Meet the guy who found all those Jonathan Gruber Obamacare clips
The story about Rich Weinstein, an unknown investment advisor who poured through hours and hours of YouTube videos, radio interviews, and other media featuring Obamacare architect Jonathan Gruber is both incredible and inspiring.
It is Weinstein who is responsible for ferreting out Gruber's toxic comments about the "stupidity of the American people" and, more importantly, Gruber's insistence that Obamacare subsidies were limited to state exchanges and should not be made available at the federal level.
A few days ago, Weinstein pulled a short clip from Gruber's year-old appearance at a University of Pennsylvania health care conference. As a crowd murmured with laughter, Gruber explained that the process that created the ACA was, by necessity, obfuscated to pull one over on voters.
“This bill was written in a tortured way to make sure the CBO did not score the mandate as taxes,” said Gruber. “Lack of transparency is a huge political advantage. Call it the stupidity of the America voter, or whatever.”
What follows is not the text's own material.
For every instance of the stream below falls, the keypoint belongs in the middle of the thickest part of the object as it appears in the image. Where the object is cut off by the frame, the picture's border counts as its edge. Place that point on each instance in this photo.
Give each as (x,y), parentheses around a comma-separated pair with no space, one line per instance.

Weinstein's scoop went around the world in a hurry. American Commitment, a conservative 501(c)(4) founded by Americans for Prosperity veteran Phil Kerpen, published the clip on its YouTube channel. Kerpen promoted it through tweets, which quickly became live coverage of the media outlets discovering Gruber.
The University of Pennsylvania actually pulled the clip for a few hours before a Tsunami of outrage forced them to put it back up.
Weinstein's activism is the result of him losing his insurance in 2013:
Weinstein dates his accidental citizen journalism back to the end of 2013 and the first run of insurance cancellations or policy changes. He was among the people who got a letter informing him that his old policy did not meet ACA standards.
“When Obama said 'If you like your plan, you can keep your plan, period'—frankly, I believed him,” says Weinstein. “He very often speaks with qualifiers. When he said 'period,' there were no qualifiers. You can understand that when I lost my own plan, and the replacement cost twice as much, I wasn’t happy. So I’m watching the news, and at that time I was thinking: Hey, the administration was not telling people the truth, and the media was doing nothing!”
So Weinstein, new plan in hand, started watching the news. “These people were showing up on the shows, calling themselves architects of the law,” he recalls. “I saw David Cutler, Zeke Emanuel, Jonathan Gruber, people like that. I wondered if these guys had some type of paper trail. So I looked into what Dr. Cutler had said and written, and it was generally all about cost control. After I finished with Cutler, I went to Dr. Gruber. I assume I went through every video, every radio interview, every podcast. Every everything.”
His second shot across the bow of Obamacare was an even bigger coup:
Weinstein dug and dug and eventually discovered the first Gruber quote, known in conservative circles as the “speak-o.” Gruber had been on TV arguing that the case against subsidies in non-exchange states was ludicrous. Yet at a January 2012 symposium, Gruber seemed to be making the conservatives' argument. “What’s important to remember politically about this is if you're a state and you don’t set up an exchange, that means your citizens don't get their tax credits—but your citizens still pay the taxes that support this bill,” said Gruber. “So you’re essentially saying [to] your citizens you’re going to pay all the taxes to help all the other states in the country.”
The investment advisor e-mailed this around. Nobody cared. Nobody noticed the clip until after the D.C. circuit ruled 2-1 in favor of plaintiffs who were suing to stop the subsidies. Weinstein clicked around for articles about the decision, and left a comment on The Washington Post's Volokh Conspiracy blog, pointing to the clip. In short order, Ryan Radia of the conservative Competitive Enterprise Institute noticed the clip and promoted it. Within hours, Gruber's “speak-o” had greatly muddied the liberal argument.
SCOTUS now has not only evidence of congressional intent to limit the subsidies, but also evidence that the people who wrote the law had the same intent. It's going to be very hard for John Roberts to finesse this one, which probably means SCOTUS will uphold King and the subsidies gotten through the federal website will end.
That doesn't mean the end of Obamacare. It is pssible that many states without exchanges will set them up to prevent the disruption in coverage for those in their states who got insurance through healthcare.gov. But Weinstein's efforts have thrown a monkey wrench into Obamacare's inner workings and whether the program can survive is open to question.